The borrowed body lurched. “You realize this vessel is dead, right? I can’t feel pai—”
She fired again.
“That one… Seven realms of bloody hell, you know where that one went, you fucking sadist!”
Again.
“This is starting to feel malicious!”
Again.
Aneirin collapsed to his knees. “Shit.” Black blood leaked from his mouth, from his wounds, streaking the cobbles as he used one hand to pull his body forward. The other still clasped the box. Metal scraped against stone as it dragged.
Taly followed at a careful distance, keeping her pistol trained in front of her.
“Gods, it’s Cacus all over again,” Aneirin muttered. She shot him in the heart, the head. Bone and blood splattered, but he kept crawling. “This is why I hate using the dead... You get one good jump before some trigger-happy throk’khar decides to shoot you a new hole to piss from.”

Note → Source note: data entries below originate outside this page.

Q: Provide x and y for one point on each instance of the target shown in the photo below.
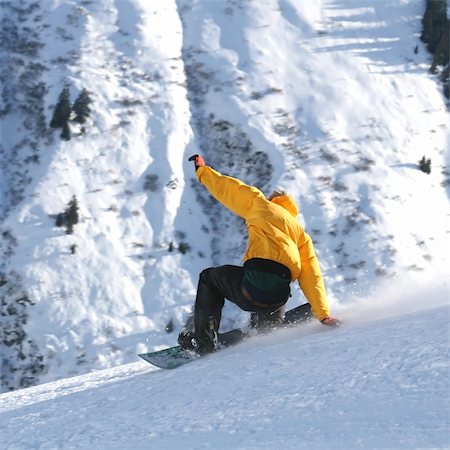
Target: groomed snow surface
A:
(380, 383)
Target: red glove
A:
(331, 322)
(198, 161)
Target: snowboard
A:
(173, 357)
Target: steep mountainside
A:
(328, 99)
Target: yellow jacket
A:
(274, 232)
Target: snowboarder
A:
(279, 251)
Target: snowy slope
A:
(370, 384)
(325, 98)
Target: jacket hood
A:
(287, 202)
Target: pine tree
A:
(62, 110)
(81, 107)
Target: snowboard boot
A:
(266, 322)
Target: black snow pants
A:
(216, 284)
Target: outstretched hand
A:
(331, 322)
(198, 161)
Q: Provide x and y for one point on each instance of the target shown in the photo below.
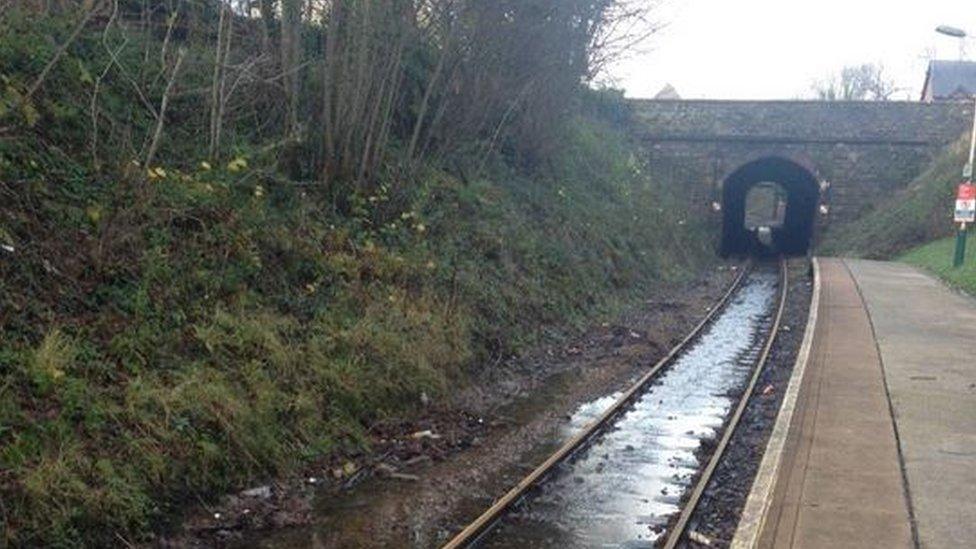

Just then, clipped, heeled footsteps sounded from down the street.
“Finally,” Aneirin growled. That strange, stagnant power once more began charging the air. Taly felt it like the icy cold finger of death scraping down her spine. “Catching a cab this time of night is always so hit or miss.”
And then Aneirin heaved himself back to his feet, stumbling wildly the final few steps to the mouth of the alley, where he collapsed against a young, Shardless woman with a round face and curly hair as she walked past. She gave a cry that quickly cut off.